Interfax announced the news: “From July 1, 2022, services of the Main Center for Geophysical Monitoring began 24 hours a day to strengthen the defense capability of our state.”

The center, which opened on June 1, is tasked with identifying the sources of man-made “geophysical disturbances” and nuclear explosions, Interfax reported.

Since Russia invaded Ukraine in February, relations between Moscow and the West have become increasingly tense, with politicians in both Russia and the United States speaking publicly about the risk of nuclear war.

President Vladimir Putin said in February that he was putting the country’s nuclear forces on edge, citing what he called aggressive statements by NATO leaders and economic sanctions against Moscow.

Russia’s official military deployment principles permit the use of nuclear weapons if they – or other types of weapons of mass destruction – are used against them, or if the state faces an existential threat.

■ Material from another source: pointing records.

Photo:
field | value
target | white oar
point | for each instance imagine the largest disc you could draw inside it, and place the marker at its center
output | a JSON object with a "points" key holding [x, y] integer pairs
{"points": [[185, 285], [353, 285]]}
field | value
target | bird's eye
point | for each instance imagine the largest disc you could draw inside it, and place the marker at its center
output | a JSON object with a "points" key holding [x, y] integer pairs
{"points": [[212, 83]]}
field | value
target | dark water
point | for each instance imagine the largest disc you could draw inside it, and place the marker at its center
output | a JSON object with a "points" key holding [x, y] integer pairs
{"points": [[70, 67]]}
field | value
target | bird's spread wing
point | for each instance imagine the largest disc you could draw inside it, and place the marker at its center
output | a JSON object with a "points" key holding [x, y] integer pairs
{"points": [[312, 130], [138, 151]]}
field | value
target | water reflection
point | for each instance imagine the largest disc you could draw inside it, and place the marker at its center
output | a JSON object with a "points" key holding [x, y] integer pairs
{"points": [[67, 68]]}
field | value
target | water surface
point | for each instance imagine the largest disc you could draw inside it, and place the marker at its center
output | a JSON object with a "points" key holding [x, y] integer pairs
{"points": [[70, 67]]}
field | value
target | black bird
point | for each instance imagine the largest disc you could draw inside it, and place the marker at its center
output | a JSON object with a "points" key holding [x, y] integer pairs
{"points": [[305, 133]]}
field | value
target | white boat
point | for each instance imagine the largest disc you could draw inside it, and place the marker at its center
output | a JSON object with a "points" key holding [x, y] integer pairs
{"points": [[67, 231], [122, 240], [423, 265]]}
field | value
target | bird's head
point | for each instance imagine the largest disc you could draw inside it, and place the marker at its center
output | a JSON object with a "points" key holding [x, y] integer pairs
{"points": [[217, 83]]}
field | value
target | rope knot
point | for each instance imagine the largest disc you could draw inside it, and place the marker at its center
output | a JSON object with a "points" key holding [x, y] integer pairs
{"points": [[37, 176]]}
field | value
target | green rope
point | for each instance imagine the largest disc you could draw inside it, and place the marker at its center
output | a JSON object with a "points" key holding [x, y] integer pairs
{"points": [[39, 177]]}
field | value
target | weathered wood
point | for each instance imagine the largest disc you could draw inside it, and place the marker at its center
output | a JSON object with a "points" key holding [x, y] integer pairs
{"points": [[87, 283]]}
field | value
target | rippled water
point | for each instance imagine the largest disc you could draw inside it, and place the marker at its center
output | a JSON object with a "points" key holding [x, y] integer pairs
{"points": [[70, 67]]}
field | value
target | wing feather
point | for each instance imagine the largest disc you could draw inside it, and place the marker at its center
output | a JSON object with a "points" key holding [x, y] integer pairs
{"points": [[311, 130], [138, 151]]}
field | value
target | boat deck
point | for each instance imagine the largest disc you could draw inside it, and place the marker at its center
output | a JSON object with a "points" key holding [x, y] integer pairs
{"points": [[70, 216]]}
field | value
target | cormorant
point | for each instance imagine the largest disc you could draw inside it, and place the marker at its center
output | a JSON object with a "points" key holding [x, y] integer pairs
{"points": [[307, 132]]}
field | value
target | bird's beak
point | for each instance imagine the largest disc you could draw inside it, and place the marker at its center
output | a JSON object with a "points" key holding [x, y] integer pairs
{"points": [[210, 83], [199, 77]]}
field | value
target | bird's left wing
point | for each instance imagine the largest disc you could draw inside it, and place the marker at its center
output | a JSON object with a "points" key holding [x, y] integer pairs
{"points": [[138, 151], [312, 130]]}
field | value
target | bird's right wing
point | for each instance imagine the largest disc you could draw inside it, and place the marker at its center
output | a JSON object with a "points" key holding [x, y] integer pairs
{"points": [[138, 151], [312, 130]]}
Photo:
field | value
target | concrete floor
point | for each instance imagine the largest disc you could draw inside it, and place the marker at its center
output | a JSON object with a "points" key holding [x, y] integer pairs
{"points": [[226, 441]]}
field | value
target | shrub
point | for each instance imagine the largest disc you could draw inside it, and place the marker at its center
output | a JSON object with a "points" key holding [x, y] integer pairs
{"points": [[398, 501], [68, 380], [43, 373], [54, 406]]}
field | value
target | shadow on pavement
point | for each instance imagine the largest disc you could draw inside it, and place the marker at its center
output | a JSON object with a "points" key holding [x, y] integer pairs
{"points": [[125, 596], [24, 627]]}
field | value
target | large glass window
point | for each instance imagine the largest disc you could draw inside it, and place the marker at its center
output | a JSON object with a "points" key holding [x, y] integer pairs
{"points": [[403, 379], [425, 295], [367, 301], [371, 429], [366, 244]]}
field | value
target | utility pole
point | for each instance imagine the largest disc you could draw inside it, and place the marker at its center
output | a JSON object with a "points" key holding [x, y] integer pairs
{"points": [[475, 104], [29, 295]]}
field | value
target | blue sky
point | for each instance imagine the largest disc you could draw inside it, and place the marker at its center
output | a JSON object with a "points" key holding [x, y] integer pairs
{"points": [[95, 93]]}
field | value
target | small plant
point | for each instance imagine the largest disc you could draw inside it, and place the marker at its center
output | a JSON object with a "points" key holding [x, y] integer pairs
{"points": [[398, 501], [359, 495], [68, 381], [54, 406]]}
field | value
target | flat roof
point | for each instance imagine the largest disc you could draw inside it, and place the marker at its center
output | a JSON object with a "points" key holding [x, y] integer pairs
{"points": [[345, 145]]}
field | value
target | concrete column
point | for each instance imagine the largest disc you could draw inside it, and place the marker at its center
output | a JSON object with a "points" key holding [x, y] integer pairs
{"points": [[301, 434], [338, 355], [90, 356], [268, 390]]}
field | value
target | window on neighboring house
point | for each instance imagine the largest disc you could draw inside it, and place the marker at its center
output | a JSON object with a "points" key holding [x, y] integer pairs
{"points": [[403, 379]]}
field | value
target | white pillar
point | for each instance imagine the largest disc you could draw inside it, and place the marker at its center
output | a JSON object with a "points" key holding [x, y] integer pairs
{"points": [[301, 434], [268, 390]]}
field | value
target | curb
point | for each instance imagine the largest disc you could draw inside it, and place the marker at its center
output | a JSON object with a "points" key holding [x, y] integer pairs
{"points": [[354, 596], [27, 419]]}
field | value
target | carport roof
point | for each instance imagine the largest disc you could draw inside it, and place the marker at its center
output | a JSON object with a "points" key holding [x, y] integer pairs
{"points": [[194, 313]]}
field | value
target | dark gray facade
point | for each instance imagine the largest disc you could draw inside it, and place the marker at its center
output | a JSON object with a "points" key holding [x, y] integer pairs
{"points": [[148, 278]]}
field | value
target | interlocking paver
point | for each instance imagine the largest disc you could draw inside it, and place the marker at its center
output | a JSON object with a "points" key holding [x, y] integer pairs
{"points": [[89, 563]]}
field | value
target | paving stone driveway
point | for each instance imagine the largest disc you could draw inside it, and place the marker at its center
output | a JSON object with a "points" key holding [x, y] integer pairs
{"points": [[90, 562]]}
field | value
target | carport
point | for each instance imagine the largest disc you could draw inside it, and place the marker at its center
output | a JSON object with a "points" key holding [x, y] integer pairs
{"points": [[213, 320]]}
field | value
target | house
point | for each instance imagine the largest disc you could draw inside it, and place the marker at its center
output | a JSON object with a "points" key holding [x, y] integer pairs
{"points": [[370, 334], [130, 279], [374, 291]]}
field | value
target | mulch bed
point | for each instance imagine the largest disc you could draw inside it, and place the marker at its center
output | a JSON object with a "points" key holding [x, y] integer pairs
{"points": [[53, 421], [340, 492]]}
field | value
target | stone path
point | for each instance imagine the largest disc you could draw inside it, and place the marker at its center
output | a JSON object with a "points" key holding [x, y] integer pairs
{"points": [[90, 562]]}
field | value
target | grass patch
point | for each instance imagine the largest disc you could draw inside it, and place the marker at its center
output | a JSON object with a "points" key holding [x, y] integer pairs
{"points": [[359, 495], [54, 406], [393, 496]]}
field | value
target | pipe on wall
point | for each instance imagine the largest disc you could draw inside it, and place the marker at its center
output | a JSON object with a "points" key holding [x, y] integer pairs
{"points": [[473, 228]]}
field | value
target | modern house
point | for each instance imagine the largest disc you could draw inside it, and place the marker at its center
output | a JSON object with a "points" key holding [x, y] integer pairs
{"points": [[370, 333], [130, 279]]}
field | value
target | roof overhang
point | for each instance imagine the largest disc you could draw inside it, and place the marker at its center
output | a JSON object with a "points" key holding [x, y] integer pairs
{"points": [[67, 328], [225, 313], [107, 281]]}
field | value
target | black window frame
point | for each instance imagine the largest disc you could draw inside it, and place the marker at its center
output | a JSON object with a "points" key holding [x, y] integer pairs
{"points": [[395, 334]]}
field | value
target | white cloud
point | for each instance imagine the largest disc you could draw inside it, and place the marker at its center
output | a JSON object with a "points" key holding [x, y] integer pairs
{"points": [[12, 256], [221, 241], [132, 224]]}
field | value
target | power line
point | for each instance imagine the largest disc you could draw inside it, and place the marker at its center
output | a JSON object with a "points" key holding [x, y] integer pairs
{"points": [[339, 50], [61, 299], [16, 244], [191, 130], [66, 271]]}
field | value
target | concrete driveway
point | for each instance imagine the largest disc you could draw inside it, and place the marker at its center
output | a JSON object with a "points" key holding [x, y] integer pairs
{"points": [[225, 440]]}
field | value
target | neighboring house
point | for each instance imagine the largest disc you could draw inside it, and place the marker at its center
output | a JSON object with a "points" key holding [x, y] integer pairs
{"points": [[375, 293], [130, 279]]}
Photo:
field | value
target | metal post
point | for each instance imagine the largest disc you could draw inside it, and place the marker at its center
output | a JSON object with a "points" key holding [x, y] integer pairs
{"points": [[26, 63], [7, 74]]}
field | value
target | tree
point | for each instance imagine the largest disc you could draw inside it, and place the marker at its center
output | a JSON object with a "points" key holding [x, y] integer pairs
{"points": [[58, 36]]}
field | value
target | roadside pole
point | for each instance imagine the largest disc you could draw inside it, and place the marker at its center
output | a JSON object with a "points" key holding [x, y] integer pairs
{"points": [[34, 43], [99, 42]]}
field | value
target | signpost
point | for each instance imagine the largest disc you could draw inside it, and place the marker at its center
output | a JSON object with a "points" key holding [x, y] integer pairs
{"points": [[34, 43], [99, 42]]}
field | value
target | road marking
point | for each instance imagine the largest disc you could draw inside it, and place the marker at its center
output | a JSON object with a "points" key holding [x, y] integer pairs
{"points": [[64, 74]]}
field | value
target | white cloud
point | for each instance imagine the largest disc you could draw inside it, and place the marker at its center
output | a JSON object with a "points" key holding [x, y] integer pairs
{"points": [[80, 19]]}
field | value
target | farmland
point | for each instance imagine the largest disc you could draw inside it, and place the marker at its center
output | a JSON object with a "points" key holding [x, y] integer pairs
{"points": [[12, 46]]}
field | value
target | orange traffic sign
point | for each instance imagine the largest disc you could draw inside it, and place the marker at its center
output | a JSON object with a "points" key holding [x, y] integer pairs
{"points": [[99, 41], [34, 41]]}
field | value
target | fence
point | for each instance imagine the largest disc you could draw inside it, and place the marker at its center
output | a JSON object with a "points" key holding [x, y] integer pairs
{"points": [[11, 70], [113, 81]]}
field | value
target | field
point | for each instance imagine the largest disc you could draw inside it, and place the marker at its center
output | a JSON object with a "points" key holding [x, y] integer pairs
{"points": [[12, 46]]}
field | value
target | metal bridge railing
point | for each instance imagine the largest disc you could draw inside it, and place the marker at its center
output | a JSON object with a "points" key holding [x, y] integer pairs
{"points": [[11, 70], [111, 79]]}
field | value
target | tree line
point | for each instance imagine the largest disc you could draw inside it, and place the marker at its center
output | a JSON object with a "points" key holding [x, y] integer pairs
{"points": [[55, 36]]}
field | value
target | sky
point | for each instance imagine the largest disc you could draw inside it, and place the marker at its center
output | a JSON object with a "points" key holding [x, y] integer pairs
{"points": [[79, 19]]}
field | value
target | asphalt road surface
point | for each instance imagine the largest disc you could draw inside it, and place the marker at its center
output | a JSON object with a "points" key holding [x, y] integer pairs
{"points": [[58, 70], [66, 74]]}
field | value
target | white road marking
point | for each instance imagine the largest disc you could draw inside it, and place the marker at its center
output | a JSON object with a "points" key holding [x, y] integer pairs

Despite Russia’s announcement to monitor man-made “noise” that could be caused by the launch or testing of nuclear weapons, it is Moscow that has continually used rhetoric that threatens their use.

On whether NATO allies should be prepared for a Russian attack, former British ambassador to Washington Sir Kim Darroch said: “There is an analysis that I think has been done recently by someone, a think tank, that they are looking at about 35 entries or maybe it’s a bit more now.”

It is believed that if Russia were to use nuclear weapons, it would do so in an attack on Ukraine, and not on a NATO state that would activate Article 5 of the Washington Treaty, thus launching a large-scale response.

Such an attack would most likely use short-range, lower-yield, lower-yield “battlefield” nuclear weapons — more than 1,000 believed to be in reserve.